There’s also a focus on training needs for the future. It’s not just that huge swathes of industry have been affected by Covid, but that Covid came at a time when change, in particular the move towards automation, was already affecting many jobs. It has accelerated that change and the jobs that are available in the future will reflect that. The problem is that people often don’t have the skills needed to do them and, with Brexit looming, it may be harder to import those skills from elsewhere to give employers the time to build them locally.
A think tank on women in business and technology in October focused on innovation – on industries like e-sports, the use of AI in the finance sector, cybersecurity, innovative finance and new models of working in law. Clearly, there is a long-term issue with regard to women in STEM, with numbers of girls taking STEM subjects rising in schools, but not yet making a big impact in graduation and work figures. The think tank emphasised the business need for diversity of thinking in these sectors and for skills other than technological ones, for instance, emotional intelligence.
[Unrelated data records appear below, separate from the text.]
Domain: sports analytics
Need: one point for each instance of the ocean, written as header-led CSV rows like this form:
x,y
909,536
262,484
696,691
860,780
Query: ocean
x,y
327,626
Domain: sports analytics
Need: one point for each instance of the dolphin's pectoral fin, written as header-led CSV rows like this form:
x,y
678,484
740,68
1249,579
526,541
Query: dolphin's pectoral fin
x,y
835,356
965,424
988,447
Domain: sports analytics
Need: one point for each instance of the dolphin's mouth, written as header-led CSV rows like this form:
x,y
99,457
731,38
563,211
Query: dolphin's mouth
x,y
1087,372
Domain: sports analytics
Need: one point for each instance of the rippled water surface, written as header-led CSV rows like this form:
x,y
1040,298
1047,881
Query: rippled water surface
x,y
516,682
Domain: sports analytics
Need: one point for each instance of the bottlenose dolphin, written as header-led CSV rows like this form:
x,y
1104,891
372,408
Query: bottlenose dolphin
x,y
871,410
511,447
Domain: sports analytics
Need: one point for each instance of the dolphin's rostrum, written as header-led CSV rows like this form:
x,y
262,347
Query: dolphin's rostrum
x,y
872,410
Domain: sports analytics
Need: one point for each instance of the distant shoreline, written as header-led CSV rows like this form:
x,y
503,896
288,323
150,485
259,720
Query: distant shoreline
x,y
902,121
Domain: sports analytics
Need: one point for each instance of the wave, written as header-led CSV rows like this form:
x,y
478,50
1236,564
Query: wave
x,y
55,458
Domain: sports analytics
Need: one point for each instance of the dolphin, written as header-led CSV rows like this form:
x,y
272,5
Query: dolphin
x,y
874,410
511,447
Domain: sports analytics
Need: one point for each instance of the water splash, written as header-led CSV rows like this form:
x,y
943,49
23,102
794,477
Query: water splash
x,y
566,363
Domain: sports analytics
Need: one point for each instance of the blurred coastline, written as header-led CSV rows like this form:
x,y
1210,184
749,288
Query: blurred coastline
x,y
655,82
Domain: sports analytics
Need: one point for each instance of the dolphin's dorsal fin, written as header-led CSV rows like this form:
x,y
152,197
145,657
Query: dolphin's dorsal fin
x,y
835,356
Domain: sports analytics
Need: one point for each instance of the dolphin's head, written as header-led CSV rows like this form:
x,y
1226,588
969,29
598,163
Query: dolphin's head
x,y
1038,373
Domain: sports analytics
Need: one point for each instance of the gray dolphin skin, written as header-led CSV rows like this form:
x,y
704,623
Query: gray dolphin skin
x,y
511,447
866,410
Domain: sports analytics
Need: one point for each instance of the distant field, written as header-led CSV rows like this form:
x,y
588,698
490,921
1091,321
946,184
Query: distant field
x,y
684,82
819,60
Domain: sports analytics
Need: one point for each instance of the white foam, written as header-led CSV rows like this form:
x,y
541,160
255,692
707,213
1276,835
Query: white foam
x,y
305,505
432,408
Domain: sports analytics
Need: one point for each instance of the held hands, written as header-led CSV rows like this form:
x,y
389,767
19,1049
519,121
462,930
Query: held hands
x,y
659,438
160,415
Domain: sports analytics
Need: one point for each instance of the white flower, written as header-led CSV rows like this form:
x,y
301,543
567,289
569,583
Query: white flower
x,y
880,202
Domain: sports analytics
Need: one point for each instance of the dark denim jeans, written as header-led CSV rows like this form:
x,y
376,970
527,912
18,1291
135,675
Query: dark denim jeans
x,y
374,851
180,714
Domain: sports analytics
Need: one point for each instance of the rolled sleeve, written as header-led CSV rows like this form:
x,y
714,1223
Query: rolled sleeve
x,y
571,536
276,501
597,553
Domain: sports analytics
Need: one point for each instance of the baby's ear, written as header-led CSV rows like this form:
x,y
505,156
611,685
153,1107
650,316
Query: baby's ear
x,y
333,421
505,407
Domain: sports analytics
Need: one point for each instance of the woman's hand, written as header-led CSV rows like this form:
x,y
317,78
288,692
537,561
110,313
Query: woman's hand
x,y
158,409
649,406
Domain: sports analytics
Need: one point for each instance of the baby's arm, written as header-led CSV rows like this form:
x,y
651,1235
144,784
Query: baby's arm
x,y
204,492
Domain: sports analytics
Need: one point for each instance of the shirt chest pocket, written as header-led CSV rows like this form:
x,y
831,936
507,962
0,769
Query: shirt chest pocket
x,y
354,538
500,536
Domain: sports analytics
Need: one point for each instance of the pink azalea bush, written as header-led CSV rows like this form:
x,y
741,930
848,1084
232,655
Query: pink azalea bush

Some employers are looking at working with colleges and universities on micro-credentials – short, business-related qualifications – to boost the skills of their current workforce. Insurance company Zurich today announced that it has used the last months to do a detailed analysis of future jobs that could go unfilled by 2024 if its employees are not reskilled today.
It has identified 270 robotics, data science and cyber security jobs that could go unfilled in the next five years if the team is not reskilled for the future. More broadly, it found that two thirds of the UK workforce will see a tenth of their roles augmented in the next five years.
Zurich plans to retrain 3,000 UK employees, two thirds of the workforce, over the next five years to ensure the skills gap is closed. It says that, by anticipating the future impact of technology and providing an extended timeline to do something about it, it will give employees the opportunity to further enhance and develop their careers and could also save the business £1 million in recruitment and redundancy costs.
Zurich has also launched its own Data and Automation Academies and has partnered with the University of Winchester to help develop a three-year Data Science Apprenticeship degree. Over the next months it plans to create a teaching module – ‘A New Mindset: Leading in a Digital Era’ – for managers so that they can inform their teams about how digital upskilling can benefit their current and future careers. It also aims to set up academies in DevOps, Customer & Innovation and Leadership.
The pace of change regarding automation is hotting up and Covid will have speeded things up. Employers who take note and are able to use the next months to face up to the implications of that change for their workforce – and possibly for the wider workforce – will be putting themselves in a better position to withstand future upheavals. We’ve seen very clearly the impact lack of preparation for major change has. Covid has shown that those businesses which were already able to be more agile have been able to run more or less as normal over the last months. Of course, not all organisations can work remotely, but if you can be more agile, it seems to make poor business sense not to adapt.